Diversification Opportunities for Barings Emerging and Dreyfus International
0.35 | Correlation Coefficient |
Weak diversification
The 3 months correlation between Barings and Dreyfus is 0.35. Overlapping area represents the amount of risk that can be diversified away by holding Barings Emerging Markets and Dreyfus International Equity in the same portfolio, assuming nothing else is changed. The correlation between historical prices or returns on Dreyfus International and Barings Emerging is a relative statistical measure of the degree to which these equity instruments tend to move together. The correlation coefficient measures the extent to which returns on Barings Emerging Markets are associated (or correlated) with Dreyfus International. Values of the correlation coefficient range from -1 to +1, where. The correlation of zero (0) is possible when the price movement of Dreyfus International has no effect on the direction of Barings Emerging i.e., Barings Emerging and Dreyfus International go up and down completely randomly.
Pair Corralation between Barings Emerging and Dreyfus International
Assuming the 90 days horizon Barings Emerging is expected to generate 1.39 times less return on investment than Dreyfus International. But when comparing it to its historical volatility, Barings Emerging Markets is 2.08 times less risky than Dreyfus International. It trades about 0.07 of its potential returns per unit of risk. Dreyfus International Equity is currently generating about 0.04 of returns per unit of risk over similar time horizon. If you would invest 3,275 in Dreyfus International Equity on August 28, 2024 and sell it today you would earn a total of 530.00 from holding Dreyfus International Equity or generate 16.18% return on investment over 90 days.

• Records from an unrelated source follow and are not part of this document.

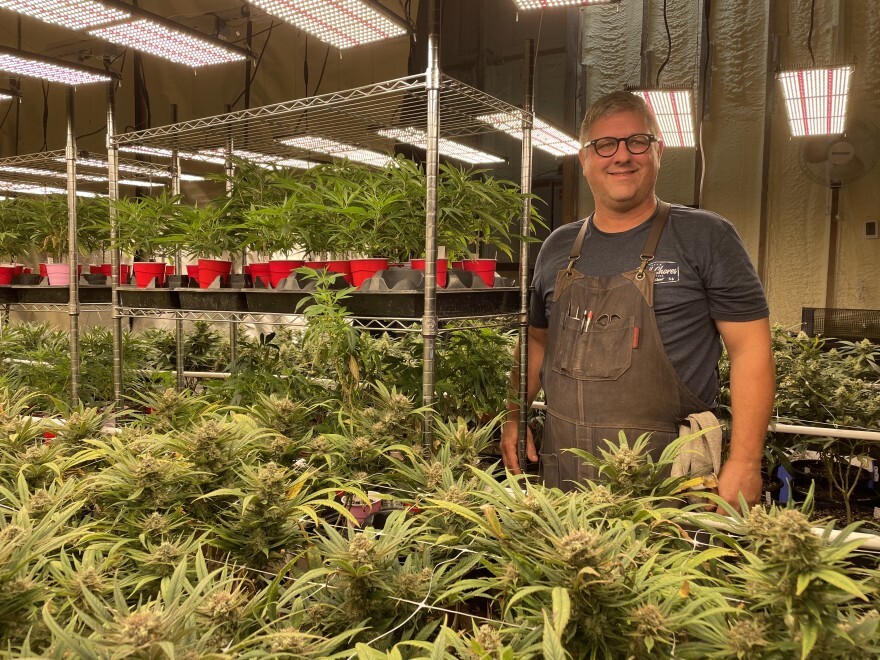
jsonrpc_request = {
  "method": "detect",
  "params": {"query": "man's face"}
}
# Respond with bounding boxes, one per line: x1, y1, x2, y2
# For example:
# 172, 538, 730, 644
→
578, 111, 663, 213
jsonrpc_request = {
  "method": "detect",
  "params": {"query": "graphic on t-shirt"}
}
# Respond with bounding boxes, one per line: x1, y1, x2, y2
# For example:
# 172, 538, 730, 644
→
648, 261, 679, 284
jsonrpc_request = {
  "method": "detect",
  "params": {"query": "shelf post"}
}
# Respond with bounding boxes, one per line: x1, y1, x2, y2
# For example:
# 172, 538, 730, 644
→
65, 87, 80, 408
171, 103, 184, 392
422, 0, 440, 452
516, 39, 535, 470
224, 116, 239, 364
107, 80, 123, 410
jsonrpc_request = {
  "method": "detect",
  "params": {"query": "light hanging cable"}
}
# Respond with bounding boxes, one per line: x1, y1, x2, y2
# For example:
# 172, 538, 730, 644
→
0, 0, 250, 68
377, 126, 504, 165
513, 0, 620, 10
251, 0, 409, 49
0, 46, 114, 85
477, 112, 581, 157
777, 65, 853, 137
629, 89, 697, 147
279, 135, 394, 167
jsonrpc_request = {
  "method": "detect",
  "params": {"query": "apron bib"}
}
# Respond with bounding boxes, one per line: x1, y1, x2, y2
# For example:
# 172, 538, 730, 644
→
540, 202, 706, 490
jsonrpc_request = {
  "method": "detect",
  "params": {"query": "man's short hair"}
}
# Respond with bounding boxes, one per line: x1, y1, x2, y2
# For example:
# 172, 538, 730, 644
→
580, 90, 662, 144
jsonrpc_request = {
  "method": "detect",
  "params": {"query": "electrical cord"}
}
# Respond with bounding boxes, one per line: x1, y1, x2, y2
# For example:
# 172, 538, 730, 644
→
229, 21, 278, 108
654, 0, 672, 87
807, 0, 816, 67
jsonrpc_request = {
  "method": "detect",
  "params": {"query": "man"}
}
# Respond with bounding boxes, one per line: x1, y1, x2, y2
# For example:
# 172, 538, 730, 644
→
501, 92, 775, 507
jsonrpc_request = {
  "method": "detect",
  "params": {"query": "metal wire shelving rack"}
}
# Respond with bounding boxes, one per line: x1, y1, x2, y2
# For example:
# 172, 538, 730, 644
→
108, 42, 533, 446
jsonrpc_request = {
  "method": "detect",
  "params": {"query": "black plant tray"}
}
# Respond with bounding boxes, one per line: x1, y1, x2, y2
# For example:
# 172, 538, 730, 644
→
173, 288, 248, 312
242, 287, 520, 319
0, 284, 18, 305
10, 284, 110, 305
117, 286, 180, 309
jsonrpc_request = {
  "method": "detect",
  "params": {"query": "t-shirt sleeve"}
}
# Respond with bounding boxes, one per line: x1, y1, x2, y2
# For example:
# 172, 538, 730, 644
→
705, 221, 770, 321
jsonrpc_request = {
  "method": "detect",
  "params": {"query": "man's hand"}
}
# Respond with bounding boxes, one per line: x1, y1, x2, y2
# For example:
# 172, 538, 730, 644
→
716, 460, 761, 513
500, 420, 538, 474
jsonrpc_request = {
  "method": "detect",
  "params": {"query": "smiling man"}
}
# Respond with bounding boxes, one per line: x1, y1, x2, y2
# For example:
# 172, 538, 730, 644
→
501, 92, 775, 505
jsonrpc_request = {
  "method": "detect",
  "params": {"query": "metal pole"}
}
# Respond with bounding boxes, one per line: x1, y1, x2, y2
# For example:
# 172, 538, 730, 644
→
226, 103, 239, 364
422, 0, 440, 451
107, 81, 124, 410
65, 87, 79, 408
517, 39, 535, 470
171, 103, 184, 391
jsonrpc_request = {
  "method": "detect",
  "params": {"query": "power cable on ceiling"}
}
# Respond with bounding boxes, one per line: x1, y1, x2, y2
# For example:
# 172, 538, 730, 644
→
654, 0, 672, 87
229, 21, 278, 108
40, 82, 49, 151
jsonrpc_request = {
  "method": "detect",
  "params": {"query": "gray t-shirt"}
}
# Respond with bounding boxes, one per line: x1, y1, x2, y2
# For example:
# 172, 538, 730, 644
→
529, 204, 769, 405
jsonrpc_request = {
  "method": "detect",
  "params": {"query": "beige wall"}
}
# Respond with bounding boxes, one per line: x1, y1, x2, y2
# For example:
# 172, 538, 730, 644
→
581, 0, 880, 325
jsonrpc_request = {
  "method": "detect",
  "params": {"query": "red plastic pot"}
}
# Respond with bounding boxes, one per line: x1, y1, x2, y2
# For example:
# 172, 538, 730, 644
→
462, 259, 495, 287
350, 259, 388, 287
327, 259, 351, 284
248, 263, 272, 288
131, 261, 165, 289
198, 259, 232, 289
269, 259, 303, 289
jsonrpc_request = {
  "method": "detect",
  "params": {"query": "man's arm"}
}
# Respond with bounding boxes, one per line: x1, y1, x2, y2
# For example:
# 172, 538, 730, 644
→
501, 326, 547, 474
715, 319, 776, 508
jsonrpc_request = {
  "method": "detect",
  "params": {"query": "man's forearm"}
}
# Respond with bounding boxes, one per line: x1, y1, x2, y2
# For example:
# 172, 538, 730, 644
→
728, 342, 776, 464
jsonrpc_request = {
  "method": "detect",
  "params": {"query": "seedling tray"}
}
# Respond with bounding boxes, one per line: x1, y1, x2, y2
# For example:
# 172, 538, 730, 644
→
117, 286, 180, 309
173, 288, 248, 312
10, 284, 110, 305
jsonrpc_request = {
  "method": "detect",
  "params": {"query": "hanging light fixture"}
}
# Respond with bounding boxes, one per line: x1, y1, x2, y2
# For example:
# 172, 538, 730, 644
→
0, 0, 250, 68
377, 126, 504, 165
199, 149, 317, 170
477, 112, 581, 157
0, 180, 107, 197
629, 89, 697, 147
513, 0, 620, 10
777, 65, 853, 136
0, 46, 115, 85
251, 0, 409, 49
279, 135, 394, 167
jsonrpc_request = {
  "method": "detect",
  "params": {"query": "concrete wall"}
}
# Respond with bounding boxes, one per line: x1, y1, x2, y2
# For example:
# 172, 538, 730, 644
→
581, 0, 880, 325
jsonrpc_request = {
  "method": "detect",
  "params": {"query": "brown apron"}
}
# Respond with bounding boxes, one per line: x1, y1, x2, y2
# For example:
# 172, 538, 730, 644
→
540, 202, 706, 490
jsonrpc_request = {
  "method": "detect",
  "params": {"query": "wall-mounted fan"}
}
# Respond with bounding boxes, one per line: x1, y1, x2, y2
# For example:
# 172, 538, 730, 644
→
798, 119, 880, 188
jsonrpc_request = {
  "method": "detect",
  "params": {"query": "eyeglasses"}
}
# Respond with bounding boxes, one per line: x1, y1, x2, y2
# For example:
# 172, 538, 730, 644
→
583, 133, 657, 158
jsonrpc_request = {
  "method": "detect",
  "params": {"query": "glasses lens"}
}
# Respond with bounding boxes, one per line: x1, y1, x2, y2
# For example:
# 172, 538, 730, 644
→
594, 138, 620, 156
626, 134, 651, 154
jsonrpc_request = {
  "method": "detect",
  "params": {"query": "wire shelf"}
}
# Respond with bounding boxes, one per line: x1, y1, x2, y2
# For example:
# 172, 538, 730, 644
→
114, 74, 525, 161
0, 150, 177, 194
119, 307, 519, 333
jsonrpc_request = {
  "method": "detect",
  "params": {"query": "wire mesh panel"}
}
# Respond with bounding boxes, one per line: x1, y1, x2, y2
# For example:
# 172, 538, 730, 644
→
801, 307, 880, 343
116, 74, 523, 159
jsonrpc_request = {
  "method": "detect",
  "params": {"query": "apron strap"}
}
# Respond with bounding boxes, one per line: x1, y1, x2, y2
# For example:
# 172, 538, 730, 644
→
636, 199, 670, 280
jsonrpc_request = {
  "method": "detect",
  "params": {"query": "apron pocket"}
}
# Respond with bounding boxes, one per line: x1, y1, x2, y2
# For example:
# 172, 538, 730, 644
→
553, 316, 635, 380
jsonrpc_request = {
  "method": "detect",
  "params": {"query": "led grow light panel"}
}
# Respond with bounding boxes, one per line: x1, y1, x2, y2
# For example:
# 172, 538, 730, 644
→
279, 135, 394, 167
88, 18, 245, 68
632, 89, 697, 147
0, 165, 107, 183
377, 126, 504, 165
199, 149, 318, 170
779, 66, 853, 136
0, 0, 131, 30
477, 112, 581, 157
252, 0, 407, 49
0, 49, 112, 85
0, 180, 106, 197
513, 0, 620, 9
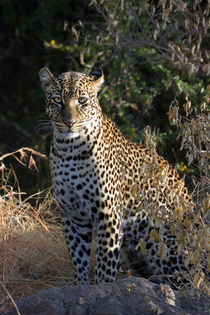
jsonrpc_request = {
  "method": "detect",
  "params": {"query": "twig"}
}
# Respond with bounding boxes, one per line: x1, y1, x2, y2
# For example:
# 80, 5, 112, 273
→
0, 281, 21, 315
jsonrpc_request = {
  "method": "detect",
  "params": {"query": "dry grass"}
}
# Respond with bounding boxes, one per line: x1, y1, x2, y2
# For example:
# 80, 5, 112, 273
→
0, 187, 73, 312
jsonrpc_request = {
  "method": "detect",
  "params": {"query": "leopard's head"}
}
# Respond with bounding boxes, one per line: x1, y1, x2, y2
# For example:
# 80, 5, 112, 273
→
39, 67, 104, 132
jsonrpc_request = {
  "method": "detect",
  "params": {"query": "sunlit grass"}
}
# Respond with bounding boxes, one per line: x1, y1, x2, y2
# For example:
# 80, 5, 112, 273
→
0, 188, 73, 312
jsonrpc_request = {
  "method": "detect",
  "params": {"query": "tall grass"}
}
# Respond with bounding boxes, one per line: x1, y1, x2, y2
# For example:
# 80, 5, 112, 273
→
0, 186, 73, 312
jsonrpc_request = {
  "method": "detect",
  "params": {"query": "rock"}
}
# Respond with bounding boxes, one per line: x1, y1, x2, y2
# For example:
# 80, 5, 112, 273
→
4, 278, 209, 315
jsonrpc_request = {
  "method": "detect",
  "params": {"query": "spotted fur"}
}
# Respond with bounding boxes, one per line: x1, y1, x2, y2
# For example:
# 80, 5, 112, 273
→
40, 68, 195, 284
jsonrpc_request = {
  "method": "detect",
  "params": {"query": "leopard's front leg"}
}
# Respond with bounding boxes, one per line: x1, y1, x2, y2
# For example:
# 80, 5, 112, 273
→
62, 218, 92, 284
94, 212, 122, 283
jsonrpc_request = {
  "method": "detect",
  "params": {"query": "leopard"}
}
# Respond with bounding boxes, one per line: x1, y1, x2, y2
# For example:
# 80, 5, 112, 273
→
39, 67, 197, 284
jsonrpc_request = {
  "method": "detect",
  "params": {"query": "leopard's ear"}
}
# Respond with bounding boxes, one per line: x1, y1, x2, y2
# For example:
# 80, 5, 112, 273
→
90, 68, 104, 91
39, 67, 58, 91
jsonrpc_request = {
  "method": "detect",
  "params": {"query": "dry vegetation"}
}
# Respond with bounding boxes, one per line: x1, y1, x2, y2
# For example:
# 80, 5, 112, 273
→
0, 148, 72, 312
0, 187, 76, 312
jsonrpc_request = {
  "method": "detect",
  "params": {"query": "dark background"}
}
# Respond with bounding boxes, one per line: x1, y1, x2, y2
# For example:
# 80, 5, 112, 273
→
0, 0, 207, 193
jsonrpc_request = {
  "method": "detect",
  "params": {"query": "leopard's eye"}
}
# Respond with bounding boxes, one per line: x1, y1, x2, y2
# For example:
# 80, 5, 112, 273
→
54, 96, 61, 103
78, 97, 87, 105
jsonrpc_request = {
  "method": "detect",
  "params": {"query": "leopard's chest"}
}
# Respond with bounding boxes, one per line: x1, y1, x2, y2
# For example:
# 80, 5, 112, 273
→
50, 131, 120, 221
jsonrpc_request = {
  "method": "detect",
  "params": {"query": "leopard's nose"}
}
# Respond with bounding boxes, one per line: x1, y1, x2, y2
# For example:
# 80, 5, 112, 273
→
63, 120, 76, 127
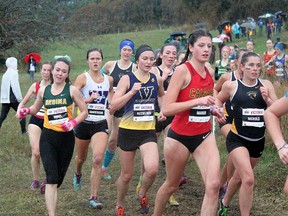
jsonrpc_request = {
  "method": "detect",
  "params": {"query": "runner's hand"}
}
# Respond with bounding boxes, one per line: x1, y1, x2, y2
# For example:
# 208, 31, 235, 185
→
61, 119, 78, 132
19, 107, 31, 118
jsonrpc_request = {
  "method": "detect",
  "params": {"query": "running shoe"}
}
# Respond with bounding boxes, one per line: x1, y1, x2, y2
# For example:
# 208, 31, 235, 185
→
115, 205, 124, 216
40, 179, 47, 194
136, 177, 142, 196
179, 176, 188, 187
101, 169, 112, 180
217, 200, 228, 216
30, 180, 39, 190
73, 173, 82, 190
89, 196, 103, 209
138, 195, 149, 214
169, 194, 179, 206
161, 158, 165, 166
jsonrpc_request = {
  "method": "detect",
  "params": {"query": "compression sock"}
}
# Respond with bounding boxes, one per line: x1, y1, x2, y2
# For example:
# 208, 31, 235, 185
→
102, 148, 115, 170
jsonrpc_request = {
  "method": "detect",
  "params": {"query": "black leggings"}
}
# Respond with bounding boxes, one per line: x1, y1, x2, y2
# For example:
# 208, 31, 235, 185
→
40, 128, 75, 187
0, 102, 26, 133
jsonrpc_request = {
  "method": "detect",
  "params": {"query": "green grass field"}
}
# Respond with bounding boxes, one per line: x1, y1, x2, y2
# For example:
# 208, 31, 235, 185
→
0, 26, 288, 216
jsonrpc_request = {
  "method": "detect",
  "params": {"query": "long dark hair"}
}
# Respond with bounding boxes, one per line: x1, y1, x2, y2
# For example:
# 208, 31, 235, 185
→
180, 29, 212, 65
86, 48, 103, 60
51, 57, 71, 84
155, 43, 177, 66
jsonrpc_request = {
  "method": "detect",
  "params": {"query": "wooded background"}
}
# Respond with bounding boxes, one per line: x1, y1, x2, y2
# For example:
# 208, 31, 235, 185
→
0, 0, 288, 59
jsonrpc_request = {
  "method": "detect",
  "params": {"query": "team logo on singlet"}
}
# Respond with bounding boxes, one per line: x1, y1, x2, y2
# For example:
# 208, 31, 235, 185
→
247, 91, 257, 100
89, 89, 108, 104
139, 86, 154, 100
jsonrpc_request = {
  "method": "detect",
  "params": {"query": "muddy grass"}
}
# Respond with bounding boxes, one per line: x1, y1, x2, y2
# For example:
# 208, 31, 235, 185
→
0, 127, 288, 216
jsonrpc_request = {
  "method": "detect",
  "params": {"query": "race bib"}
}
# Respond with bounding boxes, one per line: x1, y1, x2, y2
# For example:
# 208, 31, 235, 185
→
47, 106, 69, 125
133, 104, 155, 121
242, 108, 265, 128
86, 104, 106, 122
188, 106, 210, 123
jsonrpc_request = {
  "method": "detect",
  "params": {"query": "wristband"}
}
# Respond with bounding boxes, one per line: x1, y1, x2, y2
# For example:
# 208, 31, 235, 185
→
210, 106, 218, 115
278, 143, 288, 152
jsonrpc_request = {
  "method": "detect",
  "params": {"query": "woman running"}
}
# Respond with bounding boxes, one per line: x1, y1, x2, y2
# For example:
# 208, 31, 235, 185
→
73, 48, 114, 209
214, 49, 248, 199
101, 39, 136, 180
216, 52, 277, 216
154, 30, 222, 216
264, 92, 288, 196
110, 45, 164, 215
19, 58, 88, 216
17, 61, 52, 194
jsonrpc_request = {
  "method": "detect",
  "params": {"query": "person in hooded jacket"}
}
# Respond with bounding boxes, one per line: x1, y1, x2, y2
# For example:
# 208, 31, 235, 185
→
0, 57, 26, 134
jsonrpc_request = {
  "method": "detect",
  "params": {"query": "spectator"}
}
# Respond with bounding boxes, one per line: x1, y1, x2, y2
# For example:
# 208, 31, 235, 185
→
0, 57, 26, 134
224, 23, 232, 42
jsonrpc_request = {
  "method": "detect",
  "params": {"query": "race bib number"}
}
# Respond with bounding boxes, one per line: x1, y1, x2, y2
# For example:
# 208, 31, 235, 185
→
133, 104, 155, 121
47, 106, 69, 125
189, 106, 210, 123
86, 104, 106, 122
242, 108, 265, 128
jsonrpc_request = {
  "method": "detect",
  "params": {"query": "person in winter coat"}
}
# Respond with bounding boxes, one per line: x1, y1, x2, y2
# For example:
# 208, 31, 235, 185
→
0, 57, 26, 134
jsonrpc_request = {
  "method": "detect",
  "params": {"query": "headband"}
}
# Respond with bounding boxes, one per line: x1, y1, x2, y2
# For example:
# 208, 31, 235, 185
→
275, 44, 284, 51
119, 39, 134, 52
54, 55, 72, 62
221, 46, 230, 52
135, 44, 153, 62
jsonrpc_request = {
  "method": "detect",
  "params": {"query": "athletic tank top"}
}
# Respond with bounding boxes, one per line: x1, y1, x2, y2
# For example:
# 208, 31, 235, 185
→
231, 79, 267, 140
171, 62, 214, 136
81, 72, 110, 123
34, 81, 44, 119
110, 61, 133, 87
218, 60, 230, 78
275, 54, 286, 77
43, 83, 73, 132
119, 72, 158, 130
224, 71, 237, 117
263, 52, 276, 75
155, 66, 175, 113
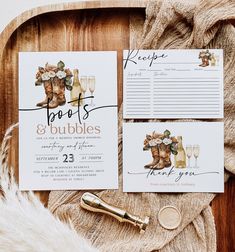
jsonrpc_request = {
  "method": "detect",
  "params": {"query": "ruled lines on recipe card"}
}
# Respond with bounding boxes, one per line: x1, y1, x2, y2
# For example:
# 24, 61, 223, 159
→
123, 49, 223, 119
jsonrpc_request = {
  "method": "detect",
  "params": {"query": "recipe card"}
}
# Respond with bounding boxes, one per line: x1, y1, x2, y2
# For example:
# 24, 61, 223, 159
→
123, 49, 223, 119
123, 122, 224, 192
19, 51, 118, 190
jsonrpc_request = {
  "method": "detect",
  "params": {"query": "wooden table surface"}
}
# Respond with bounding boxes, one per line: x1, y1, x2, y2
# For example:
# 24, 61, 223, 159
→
0, 1, 235, 252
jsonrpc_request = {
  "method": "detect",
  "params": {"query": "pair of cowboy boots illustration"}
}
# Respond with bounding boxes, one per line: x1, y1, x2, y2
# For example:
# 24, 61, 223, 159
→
37, 78, 66, 109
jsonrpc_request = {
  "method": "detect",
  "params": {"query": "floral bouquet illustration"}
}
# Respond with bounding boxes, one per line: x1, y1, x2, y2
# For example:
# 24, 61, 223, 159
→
35, 61, 73, 109
143, 130, 178, 169
198, 49, 217, 67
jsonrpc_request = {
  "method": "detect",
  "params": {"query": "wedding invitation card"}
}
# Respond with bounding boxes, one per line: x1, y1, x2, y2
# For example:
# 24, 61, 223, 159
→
123, 49, 223, 119
123, 122, 224, 192
19, 52, 118, 190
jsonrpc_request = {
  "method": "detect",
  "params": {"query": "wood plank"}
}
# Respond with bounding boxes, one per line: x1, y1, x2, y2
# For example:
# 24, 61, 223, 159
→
0, 1, 235, 252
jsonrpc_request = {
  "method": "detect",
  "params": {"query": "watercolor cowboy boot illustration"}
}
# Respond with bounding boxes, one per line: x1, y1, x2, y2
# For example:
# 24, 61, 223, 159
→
143, 130, 177, 170
143, 132, 160, 168
35, 61, 73, 109
199, 49, 211, 67
36, 81, 53, 107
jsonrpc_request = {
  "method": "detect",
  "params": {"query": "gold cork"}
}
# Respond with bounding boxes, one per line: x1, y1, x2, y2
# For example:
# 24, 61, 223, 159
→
81, 192, 149, 233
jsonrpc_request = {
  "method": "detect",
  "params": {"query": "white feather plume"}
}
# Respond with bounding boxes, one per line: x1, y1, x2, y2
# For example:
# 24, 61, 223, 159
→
0, 124, 97, 252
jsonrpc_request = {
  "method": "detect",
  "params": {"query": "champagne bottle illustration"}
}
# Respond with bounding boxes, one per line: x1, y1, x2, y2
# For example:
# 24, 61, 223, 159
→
175, 136, 186, 168
71, 69, 83, 106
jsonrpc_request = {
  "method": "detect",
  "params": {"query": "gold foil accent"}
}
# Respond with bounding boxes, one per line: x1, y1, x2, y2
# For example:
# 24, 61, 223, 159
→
81, 192, 149, 233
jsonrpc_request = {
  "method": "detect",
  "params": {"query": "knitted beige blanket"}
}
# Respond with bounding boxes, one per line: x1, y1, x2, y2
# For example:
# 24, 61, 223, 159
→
48, 0, 235, 252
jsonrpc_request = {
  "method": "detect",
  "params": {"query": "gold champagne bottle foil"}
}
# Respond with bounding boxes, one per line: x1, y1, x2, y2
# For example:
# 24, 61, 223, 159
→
81, 192, 149, 233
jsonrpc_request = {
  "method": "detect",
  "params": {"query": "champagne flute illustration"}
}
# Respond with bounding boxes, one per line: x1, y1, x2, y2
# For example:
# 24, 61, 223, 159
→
80, 76, 87, 104
186, 145, 193, 168
193, 144, 200, 168
88, 76, 95, 106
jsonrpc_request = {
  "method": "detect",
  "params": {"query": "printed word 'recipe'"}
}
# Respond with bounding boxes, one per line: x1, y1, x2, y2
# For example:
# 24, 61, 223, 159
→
123, 50, 167, 69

Time Period | 3 Months [change] |
Direction | Moves Together |
Strength | Very Weak |
Accuracy | 99.79% |
Values | Daily Returns |
Barings Emerging Markets vs. Dreyfus International Equity
Performance |
Timeline |
Barings Emerging Markets |
Dreyfus International |
Barings Emerging and Dreyfus International Volatility Contrast
Predicted Return Density |
Returns |
Pair Trading with Barings Emerging and Dreyfus International
The main advantage of trading using opposite Barings Emerging and Dreyfus International positions is that it hedges away some unsystematic risk. Because of two separate transactions, even if Barings Emerging position performs unexpectedly, Dreyfus International can make up some of the losses. Pair trading also minimizes risk from directional movements in the market. For example, if an entire industry or sector drops because of unexpected headlines, the short position in Dreyfus International will offset losses from the drop in Dreyfus International's long position.Barings Emerging vs. Barings Active Short | Barings Emerging vs. Barings Emerging Markets | Barings Emerging vs. Barings Active Short | Barings Emerging vs. Barings Global Floating |
Dreyfus International vs. Dreyfusstandish Global Fixed | Dreyfus International vs. Dreyfusstandish Global Fixed | Dreyfus International vs. Dreyfus High Yield | Dreyfus International vs. Dreyfus High Yield |
Check out your portfolio center.Note that this page's information should be used as a complementary analysis to find the right mix of equity instruments to add to your existing portfolios or create a brand new portfolio. You can also try the Premium Stories module to follow Macroaxis premium stories from verified contributors across different equity types, categories and coverage scope.